Gute Chancen bei der Partnersuche: ein prächtiger Pfau Bild: picture-alliance/ dpa/dpaweb

Die Evolution hat nicht nur nützliche Merkmale hervorgebracht. So ist das prächtige Kleid des Pfauen eher hinderlich für das Tier. Diese „Handicaps“ haben aber eine wichtige Funktion: Mit Luxus signalisieren auch Menschen ihre verborgenen Eigenschaften.

          Warum eigentlich hat der Pfauenhahn ein solch prächtiges Schmuckgefieder? Es scheint alles andere als biologisch nützlich und deshalb Darwin und seine Vorstellungen offen zu verhöhnen. Schließlich muß das Männchen dafür viel hochwertige Nahrung beschaffen und verwerten. Es ist fast flugunfähig und läuft deshalb Gefahr, besonders leicht zur Beute zu werden. Wozu also der ganze verschwenderische Aufwand?

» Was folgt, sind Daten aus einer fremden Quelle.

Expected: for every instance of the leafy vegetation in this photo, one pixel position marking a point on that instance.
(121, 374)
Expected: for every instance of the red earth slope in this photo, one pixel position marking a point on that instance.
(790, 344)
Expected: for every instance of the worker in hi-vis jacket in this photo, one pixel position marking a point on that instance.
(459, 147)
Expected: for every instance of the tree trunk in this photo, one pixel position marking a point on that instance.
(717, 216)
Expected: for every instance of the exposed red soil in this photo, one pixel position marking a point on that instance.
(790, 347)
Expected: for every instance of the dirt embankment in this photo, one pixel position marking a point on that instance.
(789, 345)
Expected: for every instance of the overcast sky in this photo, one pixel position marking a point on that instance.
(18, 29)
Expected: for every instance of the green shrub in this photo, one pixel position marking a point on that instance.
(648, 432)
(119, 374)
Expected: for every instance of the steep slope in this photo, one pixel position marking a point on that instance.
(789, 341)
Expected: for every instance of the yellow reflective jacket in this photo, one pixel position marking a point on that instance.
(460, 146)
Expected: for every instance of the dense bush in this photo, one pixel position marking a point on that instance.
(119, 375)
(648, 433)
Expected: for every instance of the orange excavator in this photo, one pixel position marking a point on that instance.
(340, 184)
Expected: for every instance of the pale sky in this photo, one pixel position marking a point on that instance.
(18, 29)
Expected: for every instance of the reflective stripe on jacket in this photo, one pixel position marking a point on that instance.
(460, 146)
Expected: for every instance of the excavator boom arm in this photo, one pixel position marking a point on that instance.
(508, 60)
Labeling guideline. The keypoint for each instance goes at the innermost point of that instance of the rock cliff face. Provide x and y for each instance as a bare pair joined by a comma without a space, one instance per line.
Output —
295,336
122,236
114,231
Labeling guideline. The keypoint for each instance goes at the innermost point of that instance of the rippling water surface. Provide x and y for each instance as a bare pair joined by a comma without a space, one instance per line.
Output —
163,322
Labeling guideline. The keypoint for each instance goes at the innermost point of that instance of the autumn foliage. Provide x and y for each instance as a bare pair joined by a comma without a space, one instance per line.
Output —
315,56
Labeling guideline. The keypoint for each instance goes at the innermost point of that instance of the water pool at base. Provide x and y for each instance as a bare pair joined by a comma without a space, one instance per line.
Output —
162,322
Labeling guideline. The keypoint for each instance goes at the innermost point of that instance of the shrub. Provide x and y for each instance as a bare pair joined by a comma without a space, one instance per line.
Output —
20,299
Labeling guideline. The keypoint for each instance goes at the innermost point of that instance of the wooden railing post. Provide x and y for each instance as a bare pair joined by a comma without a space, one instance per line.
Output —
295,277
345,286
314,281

          Nun - die Pfauenhennen wollen das so. Sie wählen nämlich die Väter ihrer Kinder nach deren Prachtgefieder aus, und die schönsten barocken Hähne sind die Gewinner in der Konkurrenz um Sex und Vaterschaft. Warum aber, so wird man fragen müssen, ist den Weibchen das männliche Äußere derart wichtig? Schließlich werden sie nach allen Regeln der Vererbung ihrerseits Söhne produzieren, die sich ebenso aufwendig, mühsam und riskant durchs Leben schlagen müssen. Warum verliert sich nicht das Handicap eines biologisch unnützen Luxusanhangs zugunsten eines billigeren Sparmodells? Die Antwort ist verblüffend einfach: Die schönsten Pfauenhähne zeugen die gesündesten Kinder.

          Der prächtigste Hahn ist der gesündeste

          Es war der israelische Ornithologe Amotz Zahavi, der einer lange Zeit skeptischen Fachwelt die Logik des „Handicap-Prinzips“ erläuterte. Er erkannte, daß die Evolution nicht nur im engen Sinn nützliche Merkmale hervorbringt, sondern auch „teure Signale“, eben Handicaps wie der Pfauenschwanz. Die Botschaft der teuren Signale ist einfach und logisch: Nur wer es sich leisten kann, Extrakosten in Kauf zu nehmen, kann es sich tatsächlich leisten. Fälschung ausgeschlossen.

          Unser zweites Gesicht

          Und deswegen ist der prächtigste Pfauenhahn in der Tat der gesündeste. Jeder blut- und darmparasitendurchseuchte Mitbewerber um die Gunst der Weibchen kann schlicht und ergreifend nicht mithalten. Investition in Luxus ist hier Investition in kommunikative Ehrlichkeit. Und von dieser Ehrlichkeit profitieren beide: der Signalsender, weil er seinen Status unmißverständlich kommunizieren kann, und der Signalempfänger, weil dieser bei der Einschätzung der Dinge verläßlichen Kriterien trauen kann. Bei Pfauen jedenfalls.

          „Beweise mir, daß du nicht lügst“

          Wozu dient eigentlich Luxus? Auch eine Uhr zum Preis eines Kleinwagens zeigt die Zeit nicht alltagsrelevant präziser an als eine Fünf-Euro-Uhr von der Tankstelle, und schon gar nicht hat der Träger einer Luxusuhr mehr Zeit als der Träger einer Billiguhr. Die Funktion von Luxus liegt sicher nicht in seiner praktischen, sondern statt dessen in seiner kommunikativen Funktion. Das Teure, mag es in Begriffen wie Luxus, Verschwendung oder Übertreibung daherkommen, hat Signalfunktion. Es kommuniziert ansonsten verborgene Eigenschaften desjenigen, der den Preis dafür gezahlt hat. Menschen fabrizieren in Ermangelung natürlicher Handicaps ihre artifiziellen Pfauenschwänze.